In sintesi, l’indizio richiesto dalla specificità antimafia delle misure di prevenzione si fonda su una prognosi di pericolosità che, proprio per la sua collocazione ante delictum, può sostenersi in via induttiva. Si tratta, tuttavia, di una sorta di pericolosità che si veste di un ben delineato habitus, quello cioè della mafiosità, con tutte le implicazioni di carattere comportamentale e subculturale. Inoltre, il requisito “…dell’attualità della pericolosità sociale è da considerare necessariamente implicito nella ritenuta attualità della presumibile appartenenza del proposto ad una consorteria di tipo mafioso(96)”. Pur tuttavia, non si richiede che l’associazione venga individuata e descritta con esattezza in tutti i suoi elementi e caratteristiche, essendo sufficiente il mero accertamento della esistenza di un sodalizio che ne reca i tratti distintivi(97). Ed ancora, ma in senso opposto, per ritenersi esclusa l’immanenza della pericolosità, “…occorre acquisire il recesso personale del singolo o la disintegrazione dell’associazione(98)”. Ed infine, pare ormai costante l’affermazione della compatibilità tra applicazione della misura di prevenzione e la custodia cautelare, proprio perché tale condizione non esclude la pericolosità attuale, potendo cessare in qualsiasi momento(99).

Approfondimenti

(83) - Per una esaustiva interpretazione del connotato indiziario di appartenenza alle associazioni di tipo mafioso, cfr.: POLLARI - DEL CIOPPO, Combattere cosa nostra, Buffetti, Roma, 1995, pagg. 6-7.
(84) - Cass. Pen., Sez. I, 14 agosto 1987.
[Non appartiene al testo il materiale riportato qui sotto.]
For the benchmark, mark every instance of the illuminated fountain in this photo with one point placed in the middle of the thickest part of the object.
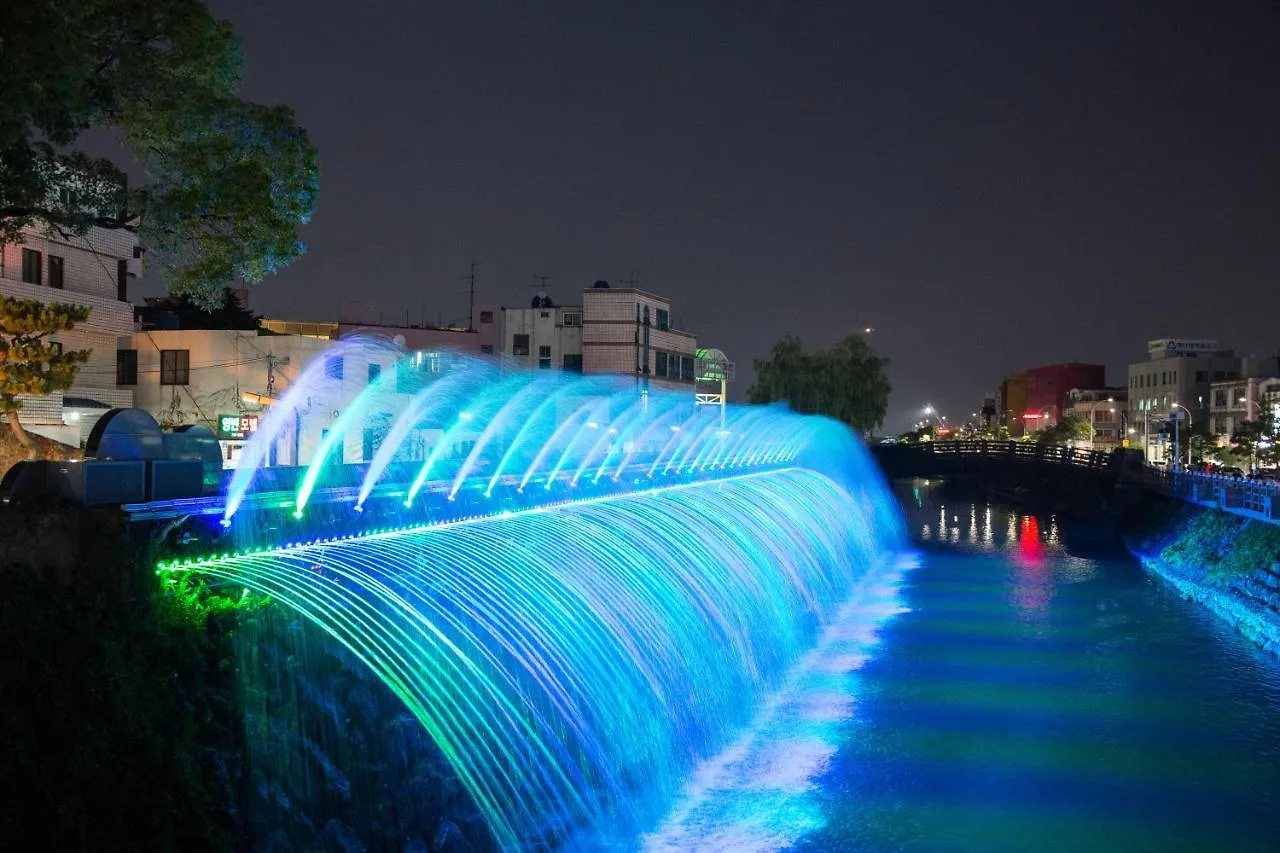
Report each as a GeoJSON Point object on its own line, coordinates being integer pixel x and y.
{"type": "Point", "coordinates": [584, 594]}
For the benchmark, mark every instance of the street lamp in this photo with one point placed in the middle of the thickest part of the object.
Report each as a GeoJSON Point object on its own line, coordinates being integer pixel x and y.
{"type": "Point", "coordinates": [1178, 451]}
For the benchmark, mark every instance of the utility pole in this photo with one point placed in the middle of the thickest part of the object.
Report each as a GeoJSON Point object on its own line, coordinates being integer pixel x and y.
{"type": "Point", "coordinates": [471, 300]}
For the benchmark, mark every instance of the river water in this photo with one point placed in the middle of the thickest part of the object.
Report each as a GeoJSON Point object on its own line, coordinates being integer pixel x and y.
{"type": "Point", "coordinates": [1040, 697]}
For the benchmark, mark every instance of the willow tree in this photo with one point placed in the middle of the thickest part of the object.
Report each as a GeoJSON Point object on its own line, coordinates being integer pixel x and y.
{"type": "Point", "coordinates": [227, 183]}
{"type": "Point", "coordinates": [30, 363]}
{"type": "Point", "coordinates": [848, 382]}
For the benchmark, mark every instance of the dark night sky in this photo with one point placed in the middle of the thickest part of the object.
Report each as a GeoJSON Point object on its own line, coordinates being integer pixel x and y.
{"type": "Point", "coordinates": [991, 185]}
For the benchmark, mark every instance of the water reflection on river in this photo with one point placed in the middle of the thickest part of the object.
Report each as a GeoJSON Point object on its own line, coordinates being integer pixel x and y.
{"type": "Point", "coordinates": [1043, 694]}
(85) - SIRACUSANO, Indagini, indizi, e prove nella nuova legge antimafia, in RIV. IT. DIR. PROC. PEN., 1984, pag. 910.
(86) - Sulla problematica della eventuale sovrapposizione tra fattispecie preventive e repressive, cfr.: BRICOLA, Politica criminale e politica penale dell’ordine pubblico, in QUEST. CRIM., 1975, pagg. 267 e ss.
(87) - NANULA, La lotta alla mafia, Giuffrè, 1999, IV ed., pag. 16.
(88) - FIANDACA, la prevenzione antimafia tra difesa sociale e garanzie di legalità, in FORO IT., 1987, II, c. 368.
(89) - CASTAGNOLI - PerIna, Le misure di prevenzione e la normativa antimafia, Laurus Robuffo, Roma, pagg. 72 e ss.
(90) - GROSSI, Nota a sentenza del Tribunale di Lecce 9 novembre 1990, in RIV. PEN., 1991, pag. 184.
(91) - GIANFROTTA, Le misure di prevenzione previste dalle leggi antimafia, in AA.VV., Atti del Convegno, Nuove forme di prevenzione della criminalità organizzata: gli strumenti di aggressione dei profitti di reato e le misure di prevenzione, Frascati 18-20 dicembre 1997, su QUADERNI DEL C.S.M., anno 1998, n. 104.
(92) - Cass. pen., Sez. I, 6 novembre 1992.
(93) - GUGLIELMUCCI, Nozione di indiziato di appartenenza ad associazioni mafiose e di indiziato di misure di prevenzione, in CASS. PEN., 1987, pag. 1669.
(94) - Cass. pen., Sez. I, 15 dicembre 1988.
(95) - BERTONI, Rapporti sostanziali e processuali tra associazione mafiosa e fattispecie di prevenzione, in CASS. PEN., 1986, pag. 1884.
(96) - Cass. pen., 19 dicembre 1996.
(97) - Cass. pen., Sez. I, 23 gennaio 1973.
(98) -Cass. pen., Sez. I, 30 maggio 1995.
(99) -Cass. pen., Sez. I, 9 dicembre 1991.